While there are many benefits associated with keeping a consistent workout routine, I’ve discovered that most people, like myself, are already busy and literally don’t know where to start.
Since I started running just over two years ago, it’s safe to say people have started to perceive me as one of “those people” – you know, the Chris Traeger-esque serial runner. I really don’t know how I became one of “those people,” but that’s where I’m at, and I’ve [mostly] decided to embrace it. I love to run, and I can no longer imagine my life without running. However, I work in PR, consistently considered one of the most stressful jobs, prompting friends in and outside of the industry to ask how I stick with running.
Even though the question makes me a bit uncomfortable (most days I’m just trying to stay afloat), I think back to the time in my life where I was not one of “those people.” I can relate to my friends who are struggling to find a balance between finding an enjoyable exercise regimen and fitting that in with the busy-ness of everything else in life, because that was me, nearly three years ago.

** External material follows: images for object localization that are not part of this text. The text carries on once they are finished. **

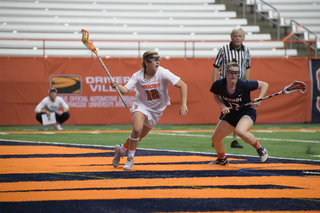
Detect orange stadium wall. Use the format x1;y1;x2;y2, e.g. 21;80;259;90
0;57;311;126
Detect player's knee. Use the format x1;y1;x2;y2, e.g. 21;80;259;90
211;135;221;144
131;127;142;138
64;112;70;119
211;135;215;143
235;129;245;138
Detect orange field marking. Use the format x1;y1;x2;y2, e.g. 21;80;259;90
168;211;320;213
1;129;320;134
1;153;319;174
0;142;319;213
1;176;319;193
1;186;320;202
0;145;112;155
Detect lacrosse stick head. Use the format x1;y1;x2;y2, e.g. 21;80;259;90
282;81;307;94
81;29;98;55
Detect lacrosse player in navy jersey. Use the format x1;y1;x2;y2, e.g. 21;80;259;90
110;51;188;170
212;27;251;148
208;62;269;165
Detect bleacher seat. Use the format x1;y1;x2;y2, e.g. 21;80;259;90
253;0;320;4
254;0;320;49
0;17;248;26
0;2;225;11
19;0;216;4
259;4;320;12
0;48;298;58
0;0;298;57
0;25;261;34
0;40;285;50
0;32;272;40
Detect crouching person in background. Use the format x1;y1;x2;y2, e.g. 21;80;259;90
35;88;70;131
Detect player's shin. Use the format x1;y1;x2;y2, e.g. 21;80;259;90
128;135;140;151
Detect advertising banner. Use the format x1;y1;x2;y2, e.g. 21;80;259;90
310;59;320;123
0;57;312;125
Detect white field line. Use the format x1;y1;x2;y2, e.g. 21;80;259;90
149;132;320;144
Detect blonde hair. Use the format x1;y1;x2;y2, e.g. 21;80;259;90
141;50;158;69
226;62;240;70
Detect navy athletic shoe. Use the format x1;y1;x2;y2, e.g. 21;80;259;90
257;146;269;163
207;157;229;165
231;140;243;148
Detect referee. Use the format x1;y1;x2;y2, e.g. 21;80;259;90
211;27;251;148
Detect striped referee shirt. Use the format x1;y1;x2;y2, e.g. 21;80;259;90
213;42;251;79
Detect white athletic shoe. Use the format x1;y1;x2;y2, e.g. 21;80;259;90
43;125;49;131
54;124;63;131
112;145;124;168
123;156;134;170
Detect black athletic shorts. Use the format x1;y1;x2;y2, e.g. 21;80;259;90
220;108;257;127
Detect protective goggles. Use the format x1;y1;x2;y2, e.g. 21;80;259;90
148;56;161;62
226;69;240;75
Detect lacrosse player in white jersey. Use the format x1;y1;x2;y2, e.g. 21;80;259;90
111;51;188;170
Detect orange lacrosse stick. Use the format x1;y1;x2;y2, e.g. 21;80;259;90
82;29;128;109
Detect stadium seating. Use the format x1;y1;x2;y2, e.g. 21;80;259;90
253;0;320;48
0;0;298;57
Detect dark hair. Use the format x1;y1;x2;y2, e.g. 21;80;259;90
48;88;57;94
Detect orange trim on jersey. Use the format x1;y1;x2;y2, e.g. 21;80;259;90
141;83;160;89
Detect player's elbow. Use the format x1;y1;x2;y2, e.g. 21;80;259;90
259;81;268;90
175;80;187;89
263;82;269;90
121;88;130;94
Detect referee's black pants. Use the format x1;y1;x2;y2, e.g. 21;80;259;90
36;112;70;124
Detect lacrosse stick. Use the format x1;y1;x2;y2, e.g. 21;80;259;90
231;80;307;111
81;29;128;109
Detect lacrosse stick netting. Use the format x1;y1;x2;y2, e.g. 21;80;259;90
282;80;307;94
231;80;307;110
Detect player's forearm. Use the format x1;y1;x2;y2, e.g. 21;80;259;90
175;80;187;106
63;108;70;113
213;95;226;109
180;83;188;107
257;81;269;99
111;81;129;94
177;81;188;116
116;85;129;94
244;68;251;80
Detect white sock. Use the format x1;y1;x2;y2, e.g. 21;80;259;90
128;149;136;157
120;144;127;153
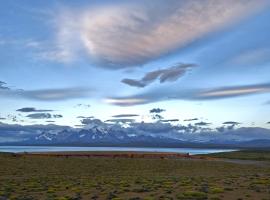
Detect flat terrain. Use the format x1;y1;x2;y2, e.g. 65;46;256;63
0;151;270;200
205;150;270;161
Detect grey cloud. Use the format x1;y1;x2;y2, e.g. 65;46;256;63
122;63;196;88
121;79;146;88
0;81;10;90
184;118;198;121
267;122;270;124
160;119;179;123
26;113;52;119
106;82;270;106
26;113;63;119
112;114;139;118
106;119;135;123
16;107;54;112
152;114;164;120
195;122;211;126
53;114;63;118
223;121;241;125
46;120;56;123
150;108;166;113
81;118;103;125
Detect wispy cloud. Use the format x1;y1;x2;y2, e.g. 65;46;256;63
160;119;179;123
106;82;270;106
112;114;139;118
184;118;198;122
16;107;54;113
122;63;196;88
106;119;135;124
47;0;268;68
0;82;93;101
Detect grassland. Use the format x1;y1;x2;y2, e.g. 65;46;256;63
0;152;270;200
205;150;270;161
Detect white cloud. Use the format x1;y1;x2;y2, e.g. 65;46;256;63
50;0;268;68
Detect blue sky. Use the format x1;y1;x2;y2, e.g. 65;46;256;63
0;0;270;130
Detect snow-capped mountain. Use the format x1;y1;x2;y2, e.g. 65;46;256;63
30;124;180;146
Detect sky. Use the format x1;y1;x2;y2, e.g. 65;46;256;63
1;0;270;134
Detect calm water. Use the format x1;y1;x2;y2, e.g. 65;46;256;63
0;146;236;155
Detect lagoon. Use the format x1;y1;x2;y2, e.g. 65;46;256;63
0;146;236;155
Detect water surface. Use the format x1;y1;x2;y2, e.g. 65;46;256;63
0;146;236;155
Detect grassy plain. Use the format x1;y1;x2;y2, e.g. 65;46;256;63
205;150;270;161
0;151;270;200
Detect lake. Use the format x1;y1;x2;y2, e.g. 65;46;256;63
0;146;236;155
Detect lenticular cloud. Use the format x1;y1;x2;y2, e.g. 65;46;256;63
56;0;268;68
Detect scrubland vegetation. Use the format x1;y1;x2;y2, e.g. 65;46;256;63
0;152;269;200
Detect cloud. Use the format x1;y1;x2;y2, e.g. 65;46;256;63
77;116;94;119
196;83;270;100
121;79;146;88
48;0;268;68
112;114;139;118
160;119;179;123
106;82;270;106
80;118;103;126
195;122;211;126
150;108;166;113
0;85;93;101
184;118;198;122
106;119;135;124
223;121;241;125
16;107;54;112
26;113;52;119
22;88;92;101
122;63;196;88
267;122;270;124
53;114;63;118
26;113;63;119
152;114;164;120
0;81;10;90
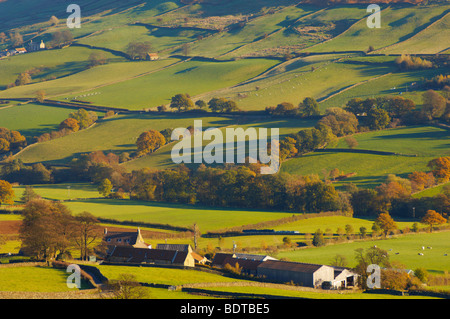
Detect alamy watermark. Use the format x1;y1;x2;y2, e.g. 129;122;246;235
170;120;280;175
67;4;81;29
66;264;81;289
367;4;382;29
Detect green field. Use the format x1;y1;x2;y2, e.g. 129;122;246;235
334;126;450;158
308;4;450;53
0;103;77;138
201;55;396;111
13;183;100;202
63;199;295;233
277;231;450;273
0;266;89;292
0;46;121;90
282;125;450;188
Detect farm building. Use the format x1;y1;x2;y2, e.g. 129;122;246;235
27;40;45;52
332;267;359;289
106;246;195;267
103;228;148;254
15;47;27;54
212;253;277;276
146;53;159;61
257;261;359;289
156;244;192;253
157;243;210;265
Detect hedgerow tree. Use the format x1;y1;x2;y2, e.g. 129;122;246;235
421;210;447;232
136;130;166;155
59;118;80;132
298;97;320;117
98;178;113;197
69;109;97;129
0;180;14;206
374;212;397;237
170;93;194;112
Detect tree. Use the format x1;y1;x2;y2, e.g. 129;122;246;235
0;180;14;206
0;32;6;44
319;107;359;137
422;90;446;119
330;254;348;267
312;229;325;247
15;72;31;86
208;97;238;113
21;186;41;203
98;178;113;197
50;30;73;48
344;136;358;149
59;118;80;132
195;100;206;109
421;210;447;232
49;15;59;26
19;200;75;262
126;41;152;60
374;212;397;237
74;212;100;261
0;138;10;153
351;189;384;217
136;130;166;155
359;226;367;238
9;31;23;47
69;109;97;129
354;247;390;289
298;97;320;117
88;51;108;68
414;268;428;283
182;43;190;56
170;94;194;112
104;273;149;299
34;90;46;103
367;108;390;130
427;156;450;182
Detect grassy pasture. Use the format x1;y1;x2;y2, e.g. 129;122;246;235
307;4;450;53
97;264;252;286
319;67;448;110
124;116;317;171
379;11;450;55
281;152;433;189
0;103;75;138
227;5;368;58
14;114;234;165
0;46;120;90
13;183;100;202
0;266;90;292
204;55;395;111
0;57;179;100
277;231;450;273
62;199;295;232
334;126;450;158
187;6;316;58
55;58;279;110
77;25;212;55
282;125;450;188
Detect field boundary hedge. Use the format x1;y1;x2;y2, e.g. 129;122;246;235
316;148;418;157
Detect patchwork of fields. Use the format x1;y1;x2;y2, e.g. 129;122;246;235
0;0;449;301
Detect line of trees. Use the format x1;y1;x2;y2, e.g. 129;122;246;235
18;199;103;262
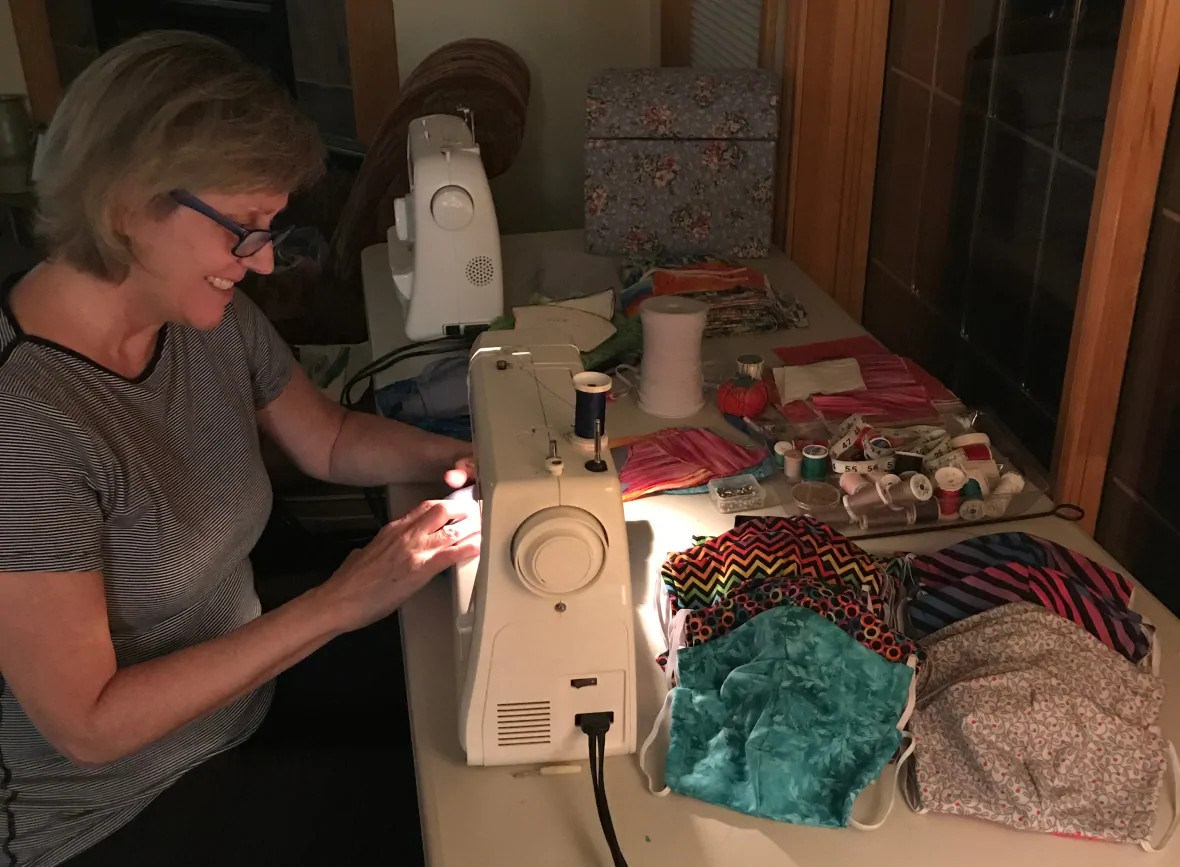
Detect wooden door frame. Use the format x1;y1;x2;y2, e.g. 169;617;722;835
1053;0;1180;532
8;0;60;124
780;0;888;320
6;0;399;144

I think they key to my workout routine lies in the systems I’ve developed to keep up with healthy habits. These are really what’s made me seem like one of “those people,” even though I’m usually barely holding it together. Here are my secrets for
not completely failing at working out being one of those people.
Set firm work life boundaries.
Perhaps, more than anything else, this is the hardest. I could be on email all the time, and there is always more work that I could stay late to accomplish. And I’ve actually chosen a career that’s notorious for both of those things. Lately, I’ve been focusing on only the most important things each day, and leaving the rest for another day. When you make time in the evenings to do the groceries, keep the house clean, work on creative endeavors and, of course, run, you’ll feel rejuvenated and ready to take on the next day.
In order to stay on top of my workouts, I have to stay signed up for a race. As of late, I’ve been training for the Rock ‘n Roll Half Marathon in Dallas this upcoming weekend, and have the Cap 10K slated for April. Quite frankly, if it weren’t for a goal, I don’t know how I would do it most days. I don’t have it all together!
Don’t set unrealistic expectations
Running 5 times a week with a busy weekday schedule? That’s not realistic for me, but running 3-4 times a week is doable, because I can take advantage of my weekends (and remember, you can only do that if you actually follow rule no. 1).
Get a planner and list your to-do’s
Planning when I’m going to complete my runs means that I’m likely to make adjustments in my schedule to accommodate. I’m not a morning person, but if I know I have a lot going on in the evenings, I can make a point to get a workout in in the morning. Plus, this may sound weird, but I love writing things in my Kate Spade planner.
Bring your clothes to work
Purchasing a gym bag has been one of my best investments. When I take the time to plan out my day and decide on what I’ll wear to work out after work, I am motivated to make the stop by the gym on the way home. This one from adidas is very similar to mine – it has a compartment for your shoes and pockets inside for jewelry, socks, etc.
Get a gym membership
Find a place that has weights and cardio equipment, as well as hours that work for your schedule. This makes it much easier not to make excuses (the weather, a late night at work, you name it, I’ve made them all). Going to the gym can really help you to stay consistent.
What are some of the tricks you’ve learned to stay consistent?